People marching through ice field (ice straits). It can’t really be fashion fair, also I want to keep it toned down, but still I could make up something more than just a hood and blanket. Need and want to sketch more of it. Chances are I’ll continue this one next year or so :wink:

On a side note I can’t stand pencil alone, looks lacking contrast to me, so I have to ran with ball pen or pens over it.


#224

Hi Sirielle :slight_smile:

You know I was reading a bit in your sketchbook and something occured to me:
Your biggest problem is not composition nor color nor value nor anatomy as you think. Surely they are extremely important and every self respecting artist will strive to improve all of these things for the rest of his/her life.

I know exactly what you go through because I am a bit of a perfectionist myself, and many times it has kept me from calling something finished, being unable to let go.

What will really help you is to learn to see every painting, drawing or sketch you make as an exercise, nothing more. A step upward on the infinite stairs to heaven, if you like. Think about it. Surely you will think now that this is contradictory to artistic perseption, but it works great if you give every sketch, every doodle, every painting your very best and put your whole heart to it… until at some point you say: DONE! when you evaluate your work afterwards, think about the things that can be improved and the things that worked out well.
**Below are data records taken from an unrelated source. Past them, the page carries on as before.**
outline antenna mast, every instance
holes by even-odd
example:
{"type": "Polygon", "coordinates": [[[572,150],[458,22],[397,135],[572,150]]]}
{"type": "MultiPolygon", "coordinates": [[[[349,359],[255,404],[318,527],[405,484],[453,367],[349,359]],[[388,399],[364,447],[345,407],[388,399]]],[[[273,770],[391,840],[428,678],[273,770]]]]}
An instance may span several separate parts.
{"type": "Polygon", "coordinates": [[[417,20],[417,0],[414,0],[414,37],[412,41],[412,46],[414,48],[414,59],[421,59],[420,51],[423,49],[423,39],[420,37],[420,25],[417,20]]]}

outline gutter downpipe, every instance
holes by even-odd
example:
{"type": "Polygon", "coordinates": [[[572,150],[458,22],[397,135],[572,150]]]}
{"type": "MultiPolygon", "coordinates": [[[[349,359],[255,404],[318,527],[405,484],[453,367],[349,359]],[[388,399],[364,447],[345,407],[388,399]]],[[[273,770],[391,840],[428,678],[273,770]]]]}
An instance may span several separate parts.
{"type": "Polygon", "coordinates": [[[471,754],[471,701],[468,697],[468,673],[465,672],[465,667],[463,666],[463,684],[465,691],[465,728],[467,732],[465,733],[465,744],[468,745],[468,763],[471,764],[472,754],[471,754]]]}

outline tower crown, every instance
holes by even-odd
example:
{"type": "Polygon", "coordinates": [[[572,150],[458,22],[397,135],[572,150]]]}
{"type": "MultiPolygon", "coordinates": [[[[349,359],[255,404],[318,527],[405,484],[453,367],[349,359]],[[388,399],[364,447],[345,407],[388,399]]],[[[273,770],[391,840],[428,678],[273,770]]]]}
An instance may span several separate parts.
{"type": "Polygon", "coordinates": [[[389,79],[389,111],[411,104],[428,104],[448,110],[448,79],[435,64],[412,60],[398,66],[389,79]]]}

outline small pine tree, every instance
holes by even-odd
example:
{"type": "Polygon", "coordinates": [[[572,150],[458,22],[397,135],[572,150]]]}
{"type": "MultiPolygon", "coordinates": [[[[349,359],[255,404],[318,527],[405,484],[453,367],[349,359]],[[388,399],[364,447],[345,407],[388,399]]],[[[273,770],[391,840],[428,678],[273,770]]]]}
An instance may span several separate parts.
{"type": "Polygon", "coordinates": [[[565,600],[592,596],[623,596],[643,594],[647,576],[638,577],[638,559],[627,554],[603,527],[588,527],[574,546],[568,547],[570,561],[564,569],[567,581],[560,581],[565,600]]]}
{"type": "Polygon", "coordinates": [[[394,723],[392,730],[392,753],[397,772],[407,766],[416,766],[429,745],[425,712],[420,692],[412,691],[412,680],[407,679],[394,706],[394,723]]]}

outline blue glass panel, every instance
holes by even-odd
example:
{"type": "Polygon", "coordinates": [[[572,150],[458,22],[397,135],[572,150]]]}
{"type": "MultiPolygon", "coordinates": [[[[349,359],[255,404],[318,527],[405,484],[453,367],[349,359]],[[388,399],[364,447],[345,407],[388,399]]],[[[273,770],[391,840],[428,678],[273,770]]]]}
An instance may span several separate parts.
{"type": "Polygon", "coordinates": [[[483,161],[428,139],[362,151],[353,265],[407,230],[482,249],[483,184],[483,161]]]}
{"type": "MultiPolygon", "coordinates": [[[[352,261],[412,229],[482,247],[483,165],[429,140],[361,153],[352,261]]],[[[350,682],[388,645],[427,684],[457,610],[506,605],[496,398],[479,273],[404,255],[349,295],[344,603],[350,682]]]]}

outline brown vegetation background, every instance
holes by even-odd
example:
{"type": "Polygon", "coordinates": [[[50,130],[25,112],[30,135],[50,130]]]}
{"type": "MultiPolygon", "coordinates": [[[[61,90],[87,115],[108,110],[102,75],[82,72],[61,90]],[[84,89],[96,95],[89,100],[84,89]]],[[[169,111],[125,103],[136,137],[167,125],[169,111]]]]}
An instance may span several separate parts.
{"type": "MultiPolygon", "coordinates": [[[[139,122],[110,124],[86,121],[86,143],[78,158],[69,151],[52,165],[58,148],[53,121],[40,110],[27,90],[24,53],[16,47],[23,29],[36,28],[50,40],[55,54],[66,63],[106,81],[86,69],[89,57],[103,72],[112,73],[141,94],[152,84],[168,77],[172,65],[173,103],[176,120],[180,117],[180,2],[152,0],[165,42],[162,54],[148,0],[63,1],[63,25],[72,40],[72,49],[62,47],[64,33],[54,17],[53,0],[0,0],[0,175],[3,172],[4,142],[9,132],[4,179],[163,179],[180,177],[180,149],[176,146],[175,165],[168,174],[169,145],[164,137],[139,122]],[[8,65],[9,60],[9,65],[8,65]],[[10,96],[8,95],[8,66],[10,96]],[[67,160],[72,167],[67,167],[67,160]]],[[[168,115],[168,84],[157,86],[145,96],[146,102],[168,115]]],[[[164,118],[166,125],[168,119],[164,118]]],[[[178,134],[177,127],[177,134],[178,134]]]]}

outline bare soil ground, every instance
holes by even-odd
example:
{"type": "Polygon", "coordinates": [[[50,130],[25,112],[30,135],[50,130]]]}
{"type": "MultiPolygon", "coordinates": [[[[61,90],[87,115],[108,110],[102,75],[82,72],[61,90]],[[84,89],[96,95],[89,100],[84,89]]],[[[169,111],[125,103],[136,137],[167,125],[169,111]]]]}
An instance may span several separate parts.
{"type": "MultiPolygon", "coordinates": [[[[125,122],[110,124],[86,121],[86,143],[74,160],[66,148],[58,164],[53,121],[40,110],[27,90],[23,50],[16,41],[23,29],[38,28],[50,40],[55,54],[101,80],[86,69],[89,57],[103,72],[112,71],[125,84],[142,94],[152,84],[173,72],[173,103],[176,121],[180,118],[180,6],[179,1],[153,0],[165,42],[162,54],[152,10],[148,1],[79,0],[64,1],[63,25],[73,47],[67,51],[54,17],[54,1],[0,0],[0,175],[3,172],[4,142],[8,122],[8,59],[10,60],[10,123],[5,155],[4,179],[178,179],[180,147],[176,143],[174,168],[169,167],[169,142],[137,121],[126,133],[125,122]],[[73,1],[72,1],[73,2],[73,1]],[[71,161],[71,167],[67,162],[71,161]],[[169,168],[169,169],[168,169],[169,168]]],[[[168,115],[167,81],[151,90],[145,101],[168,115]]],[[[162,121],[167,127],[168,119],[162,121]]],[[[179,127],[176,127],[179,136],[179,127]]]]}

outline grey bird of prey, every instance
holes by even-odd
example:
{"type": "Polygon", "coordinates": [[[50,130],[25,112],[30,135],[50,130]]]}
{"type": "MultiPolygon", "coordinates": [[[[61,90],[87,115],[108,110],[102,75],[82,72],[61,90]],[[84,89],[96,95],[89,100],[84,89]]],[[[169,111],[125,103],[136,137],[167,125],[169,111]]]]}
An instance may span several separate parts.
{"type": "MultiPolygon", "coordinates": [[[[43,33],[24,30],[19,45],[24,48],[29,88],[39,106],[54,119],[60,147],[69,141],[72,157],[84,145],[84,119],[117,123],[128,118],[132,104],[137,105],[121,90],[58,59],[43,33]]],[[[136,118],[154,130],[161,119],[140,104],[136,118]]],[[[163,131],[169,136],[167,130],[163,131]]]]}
Take those things with you on your next exercise.

Also, you need to draw from reference. Perhaps it seems boring to you now (although I personally think that you avoid it because you fear to fail at sketching things, which is perfectly normal), but you will learn how to really see by doing such studies. Pick out any master painter from the present or the past, and you will find out that they did many many studies.

The way I see it is that every person, tree, cloud, flower, car, house, street, table, etc is a tool.

A tool I can use to get better and faster, in combination with my pencil, pen or stylus or whatever medium is at hand. Don’t spend too much time on each sketch (max 1hr or 90min if you want to practice shading). You should try to keep an average of 30 sec to 10mn max per sketch. Often, when drawing from real life situations you will find 2 minutes is extremely long for a person to keep a pose. They look around, move their arms, switch the supporting leg when standing, turn around, etc…
In general, it’s better to combine lots and lots of quick studies with a few longer studies.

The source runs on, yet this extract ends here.